SonicWall Annual Threat Report Highlights Advances Made by Both Security Professionals and Cyber Criminals
The volume of unique malware samples declined to 60 million, a 6.25 percent decrease.
Point-of-sale malware creation have declined by 93 percent since 2014.
Secure Sockets Layer/Transport Layer Security encrypted traffic increased by 38 percent year-over-year.
Cyber criminals shifted their focus to new threats, including ransomware attacks which grew by 167x year-over-year.
Internet of Things devices created a new attack vector opening the door for large scale distributed denial-of-service attacks.
PRESS RELEASE – FEBRUARY 7, 2017
SANTA CLARA, Calif. — SonicWall, the trusted security partner protecting more than a million business networks worldwide, today announced findings from its Annual Threat Report, which highlights the most notable advancements made by security professionals and cyber criminals in 2016. The report was compiled from data collected throughout 2016 by the SonicWall Global Response Intelligence Defense (GRID) Threat Network with daily feeds from more than one million security sensors in nearly 200 countries and territories.
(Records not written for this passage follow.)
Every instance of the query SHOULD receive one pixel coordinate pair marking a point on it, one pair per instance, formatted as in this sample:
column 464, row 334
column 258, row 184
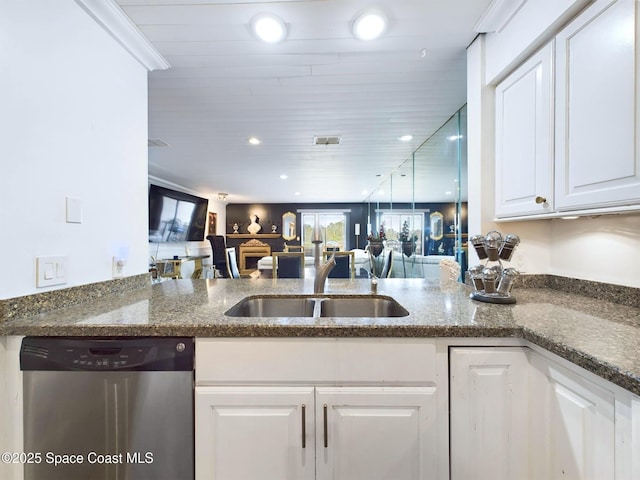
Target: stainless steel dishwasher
column 108, row 408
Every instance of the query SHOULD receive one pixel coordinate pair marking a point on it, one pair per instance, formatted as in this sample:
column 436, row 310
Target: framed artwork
column 213, row 219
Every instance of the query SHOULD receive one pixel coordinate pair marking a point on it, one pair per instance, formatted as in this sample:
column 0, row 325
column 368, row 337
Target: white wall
column 73, row 123
column 603, row 249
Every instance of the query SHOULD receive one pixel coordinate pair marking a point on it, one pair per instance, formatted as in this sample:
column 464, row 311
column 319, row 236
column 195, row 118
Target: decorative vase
column 407, row 248
column 375, row 247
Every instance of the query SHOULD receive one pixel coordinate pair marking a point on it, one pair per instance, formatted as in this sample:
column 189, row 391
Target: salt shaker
column 478, row 243
column 490, row 279
column 492, row 242
column 476, row 277
column 511, row 241
column 506, row 280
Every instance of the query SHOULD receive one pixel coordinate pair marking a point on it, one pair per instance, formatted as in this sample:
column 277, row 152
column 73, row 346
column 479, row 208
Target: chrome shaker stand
column 491, row 282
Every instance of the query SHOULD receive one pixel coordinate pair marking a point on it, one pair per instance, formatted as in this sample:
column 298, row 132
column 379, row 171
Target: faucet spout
column 322, row 271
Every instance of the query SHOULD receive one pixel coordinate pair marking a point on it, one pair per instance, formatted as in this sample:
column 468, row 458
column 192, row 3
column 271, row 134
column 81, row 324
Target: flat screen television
column 176, row 216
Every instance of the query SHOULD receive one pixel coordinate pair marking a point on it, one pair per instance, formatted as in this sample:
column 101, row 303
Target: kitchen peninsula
column 448, row 359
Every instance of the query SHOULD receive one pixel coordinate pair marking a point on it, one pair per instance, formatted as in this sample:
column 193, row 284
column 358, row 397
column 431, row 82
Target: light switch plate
column 51, row 271
column 74, row 210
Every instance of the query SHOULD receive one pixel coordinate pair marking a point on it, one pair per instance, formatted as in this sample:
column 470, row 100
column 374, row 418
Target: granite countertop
column 599, row 336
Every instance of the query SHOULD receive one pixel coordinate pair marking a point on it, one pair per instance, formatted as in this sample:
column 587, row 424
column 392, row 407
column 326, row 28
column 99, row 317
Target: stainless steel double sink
column 317, row 306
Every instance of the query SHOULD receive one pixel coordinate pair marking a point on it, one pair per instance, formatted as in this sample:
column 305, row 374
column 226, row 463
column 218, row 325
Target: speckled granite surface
column 603, row 337
column 56, row 299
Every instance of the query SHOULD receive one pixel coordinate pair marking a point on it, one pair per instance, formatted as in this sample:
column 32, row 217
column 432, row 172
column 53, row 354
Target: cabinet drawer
column 333, row 360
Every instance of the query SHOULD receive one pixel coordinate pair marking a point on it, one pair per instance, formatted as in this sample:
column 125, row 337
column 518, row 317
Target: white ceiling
column 225, row 86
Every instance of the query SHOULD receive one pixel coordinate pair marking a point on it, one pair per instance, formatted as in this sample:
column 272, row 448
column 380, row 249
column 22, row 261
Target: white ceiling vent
column 326, row 140
column 156, row 142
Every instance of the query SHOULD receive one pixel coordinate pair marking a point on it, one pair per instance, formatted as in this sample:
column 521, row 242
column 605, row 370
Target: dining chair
column 387, row 264
column 232, row 263
column 345, row 264
column 288, row 264
column 218, row 256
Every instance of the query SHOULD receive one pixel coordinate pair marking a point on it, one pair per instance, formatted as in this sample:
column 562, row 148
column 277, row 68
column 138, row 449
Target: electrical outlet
column 51, row 271
column 118, row 265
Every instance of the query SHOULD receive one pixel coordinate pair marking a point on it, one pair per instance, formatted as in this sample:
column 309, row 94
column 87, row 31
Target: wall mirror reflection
column 289, row 226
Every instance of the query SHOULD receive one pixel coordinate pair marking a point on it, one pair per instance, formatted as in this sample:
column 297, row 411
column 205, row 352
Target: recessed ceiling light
column 269, row 28
column 370, row 25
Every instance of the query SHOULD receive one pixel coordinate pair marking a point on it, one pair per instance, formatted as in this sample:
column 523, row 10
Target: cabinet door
column 377, row 433
column 524, row 134
column 576, row 427
column 489, row 413
column 596, row 115
column 248, row 433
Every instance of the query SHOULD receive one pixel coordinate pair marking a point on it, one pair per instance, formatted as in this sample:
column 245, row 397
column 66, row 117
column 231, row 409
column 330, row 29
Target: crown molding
column 497, row 15
column 109, row 15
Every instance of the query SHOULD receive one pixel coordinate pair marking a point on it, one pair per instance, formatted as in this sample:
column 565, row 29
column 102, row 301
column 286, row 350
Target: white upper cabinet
column 596, row 109
column 524, row 138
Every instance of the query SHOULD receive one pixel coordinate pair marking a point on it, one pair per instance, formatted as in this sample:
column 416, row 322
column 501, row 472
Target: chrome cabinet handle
column 304, row 426
column 326, row 428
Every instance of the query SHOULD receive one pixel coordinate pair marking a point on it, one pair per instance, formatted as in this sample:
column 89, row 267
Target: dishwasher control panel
column 106, row 354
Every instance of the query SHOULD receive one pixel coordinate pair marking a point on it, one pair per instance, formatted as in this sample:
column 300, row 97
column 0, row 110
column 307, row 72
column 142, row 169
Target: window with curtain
column 332, row 228
column 413, row 223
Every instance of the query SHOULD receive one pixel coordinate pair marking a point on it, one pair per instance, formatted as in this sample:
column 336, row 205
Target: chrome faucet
column 322, row 271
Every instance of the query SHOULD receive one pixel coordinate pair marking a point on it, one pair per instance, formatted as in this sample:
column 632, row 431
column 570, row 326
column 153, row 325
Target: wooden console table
column 253, row 235
column 253, row 248
column 171, row 267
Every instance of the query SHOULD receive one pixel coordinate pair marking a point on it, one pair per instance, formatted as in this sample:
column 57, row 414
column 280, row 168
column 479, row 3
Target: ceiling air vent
column 156, row 142
column 326, row 140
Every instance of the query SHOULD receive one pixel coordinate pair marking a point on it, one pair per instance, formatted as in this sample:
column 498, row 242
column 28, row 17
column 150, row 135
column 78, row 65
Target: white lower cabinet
column 299, row 433
column 575, row 437
column 325, row 409
column 489, row 413
column 376, row 433
column 247, row 433
column 518, row 414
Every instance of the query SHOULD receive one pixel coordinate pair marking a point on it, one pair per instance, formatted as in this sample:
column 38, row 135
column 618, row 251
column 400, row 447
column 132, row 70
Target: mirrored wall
column 420, row 207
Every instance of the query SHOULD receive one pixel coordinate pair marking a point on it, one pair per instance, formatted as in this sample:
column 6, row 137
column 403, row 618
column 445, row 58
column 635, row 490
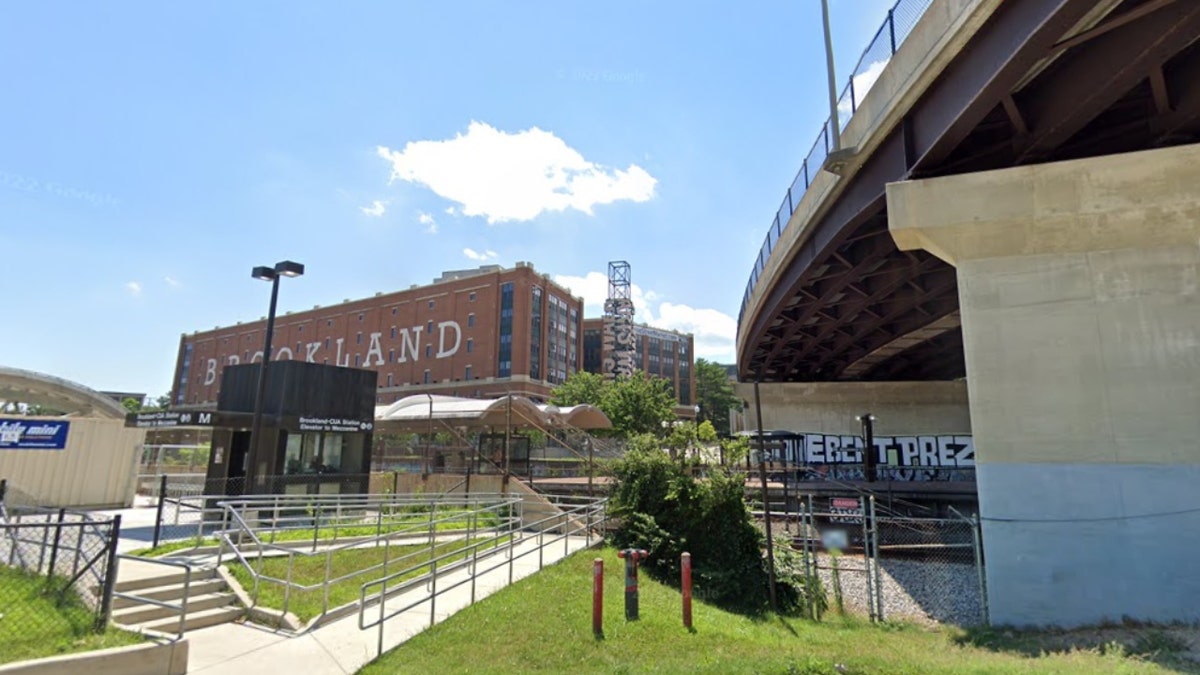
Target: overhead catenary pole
column 835, row 131
column 766, row 505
According to the 2017 SonicWall Annual Threat Report, 2016 could be considered a highly successful year from the perspective of both security professionals and cyber criminals. Unlike in years past, SonicWall saw the volume of unique malware samples collected fall to 60 million compared with 64 million in 2015, a 6.25 percent decrease. Total malware attack attempts dropped for the first time in years to 7.87 billion from 8.19 billion in 2015. However, cyber criminals garnered quick payoffs from ransomware, fueled partly by the rise in ransomware-as-a-service (RaaS).
“It would be inaccurate to say the threat landscape either diminished or expanded in 2016 — rather, it appears to have evolved and shifted,” said Bill Conner, president and CEO of SonicWall. “Cybersecurity is not a battle of attrition; it’s an arms race, and both sides are proving exceptionally capable and innovative.”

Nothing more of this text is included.